A pang of heartache, an echo of the beach at Sounion. ‘I’ve already lost you once. Can’t I stay?’
He shakes his head. There’s a certain amount of regret, but I think it’s on my behalf rather than his. ‘You have to go back.’
‘I don’t want to.’ Kicking like a child. ‘Go back to Athens, set myself up as an authority on … what? What am I supposed to tell them, when I don’t even know myself? Where do I begin?’
‘Everything you need is within you.’ He chuckles. ‘The trick – and, if I may say so, the pleasure – is finding it.’
We’ve reached the column of light. It emerges from a vast chasm in the ground, a mile wide at least. The river we’ve been following pours in over the edge and disappears from sight; on the opposit
e side, I can see the blue-grey river cascade over in a waterfall that goes on for ever. Lower down, other rivers spout out from holes in the cliff-face. The light makes rainbows in the spray.

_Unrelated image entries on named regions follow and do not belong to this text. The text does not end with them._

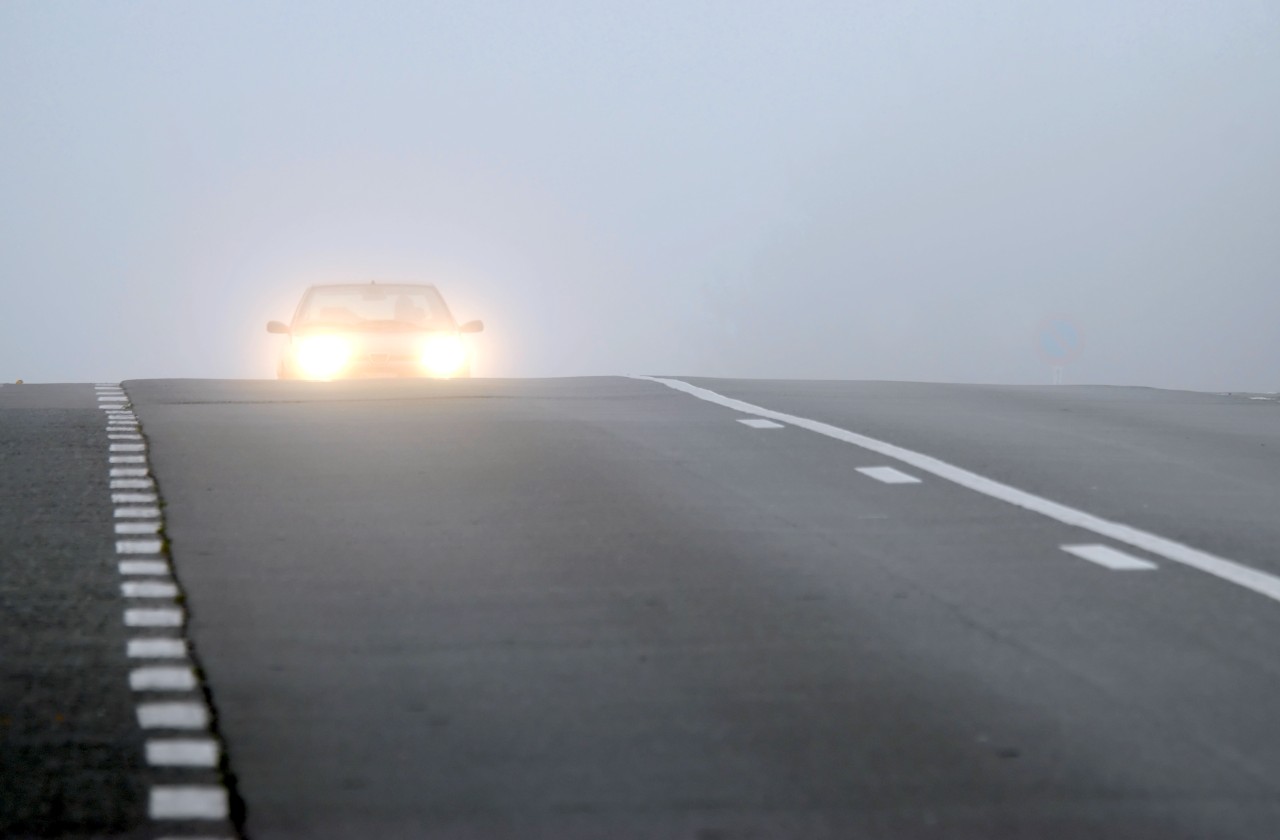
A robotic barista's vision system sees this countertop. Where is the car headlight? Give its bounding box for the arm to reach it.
[422,335,467,376]
[293,335,351,379]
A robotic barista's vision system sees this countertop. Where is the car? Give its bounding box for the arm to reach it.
[266,282,484,380]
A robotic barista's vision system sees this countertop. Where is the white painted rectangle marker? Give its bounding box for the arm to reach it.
[116,560,169,575]
[137,703,209,729]
[147,785,227,820]
[115,520,160,535]
[120,580,178,598]
[858,466,920,484]
[125,638,187,659]
[737,417,786,429]
[124,607,183,627]
[115,539,164,554]
[111,493,159,505]
[129,666,196,691]
[111,479,156,490]
[115,497,160,519]
[1062,544,1158,571]
[146,738,218,767]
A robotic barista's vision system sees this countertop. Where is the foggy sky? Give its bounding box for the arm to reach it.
[0,0,1280,391]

A wind blows the spray onto my face. I lick my lips: it’s warm. Looking down into the chasm, I can see the cliffs are riddled with holes. They make windows into the caves behind, layer upon layer, like the galleries of a mine. I can see Sisyphus pushing his boulder up a slope to the rim of the chasm, only to have it roll back past him: if only he could get it over the edge, into the void, he’d be free of it forever. Through another window there’s Tantalus, up to his chin in water but unable to bend his neck to drink because it’s strapped tight to a post. I see murderers and tyrants being whipped with thorns by savage, fiery-looking men; a woman trampled face down in mud; another trying to fill a leaky bucket with water from a sieve. And in the background, on every level, there’s tousle-headed Orpheus, searching frantically for his wife but finding only images and ghosts.

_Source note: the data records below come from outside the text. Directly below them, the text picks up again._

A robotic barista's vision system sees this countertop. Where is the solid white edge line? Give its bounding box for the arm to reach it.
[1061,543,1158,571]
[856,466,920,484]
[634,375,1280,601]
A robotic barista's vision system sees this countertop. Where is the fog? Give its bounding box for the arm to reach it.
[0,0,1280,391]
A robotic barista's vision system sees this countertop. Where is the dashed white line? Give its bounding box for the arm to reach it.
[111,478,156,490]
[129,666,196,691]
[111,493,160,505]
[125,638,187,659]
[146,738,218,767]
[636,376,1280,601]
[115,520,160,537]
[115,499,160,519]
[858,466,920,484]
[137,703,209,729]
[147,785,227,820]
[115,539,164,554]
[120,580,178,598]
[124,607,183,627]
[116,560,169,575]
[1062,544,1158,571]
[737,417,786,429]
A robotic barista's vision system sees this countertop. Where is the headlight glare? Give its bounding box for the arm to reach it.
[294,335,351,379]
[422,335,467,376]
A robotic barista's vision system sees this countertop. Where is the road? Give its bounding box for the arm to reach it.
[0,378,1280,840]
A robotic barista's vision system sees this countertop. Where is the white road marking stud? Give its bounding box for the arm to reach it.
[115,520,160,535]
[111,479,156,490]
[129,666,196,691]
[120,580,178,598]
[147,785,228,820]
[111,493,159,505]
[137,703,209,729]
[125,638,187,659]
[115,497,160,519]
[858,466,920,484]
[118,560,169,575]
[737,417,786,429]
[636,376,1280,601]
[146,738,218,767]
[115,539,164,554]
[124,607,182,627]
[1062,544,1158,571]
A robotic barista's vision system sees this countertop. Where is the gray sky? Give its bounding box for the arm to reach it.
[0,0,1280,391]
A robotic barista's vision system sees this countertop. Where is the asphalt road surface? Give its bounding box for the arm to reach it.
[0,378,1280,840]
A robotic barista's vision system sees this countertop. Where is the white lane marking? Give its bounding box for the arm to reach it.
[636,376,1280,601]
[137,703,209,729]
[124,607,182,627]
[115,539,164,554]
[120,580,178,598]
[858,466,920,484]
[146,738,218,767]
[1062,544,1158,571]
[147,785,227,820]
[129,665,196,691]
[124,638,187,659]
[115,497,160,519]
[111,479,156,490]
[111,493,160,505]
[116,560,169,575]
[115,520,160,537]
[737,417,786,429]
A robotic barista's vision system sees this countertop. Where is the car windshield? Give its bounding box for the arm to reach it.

I look up. Oscillating bands appear in the column of light, brighter and darker, so that the whole pillar looks like a rising staircase. Seen from the bottom, it makes a perfect triangle tapering towards a point in the impossibly distant heavens.
Socrates embraces me. Even here, his head only comes up to my chin. I cradle him like a child, though it seems the wrong way round.
‘Remember what you’ve learned.’
I step into the light.
Thirty-nine
He was back in Syntagma Square, but not as he’d left it. The battle that Ren had rescued him from, days or lifetimes ago, had continued in his absence. The wounded and dying lay everywhere, naked and blood-soaked. Every stone in the square had been torn up and thrown somewhere else; the surrounding buildings had been ripped open like envelopes. A canvas sky stretched blood red across the heavens, bulging in the middle where the smoke pressed against it.
He looked down, wondering if there was a way back. But the manhole cover had vanished.
Probably, you will not even find her.
There was no way back; there never had been. Searching for Lily was all he was.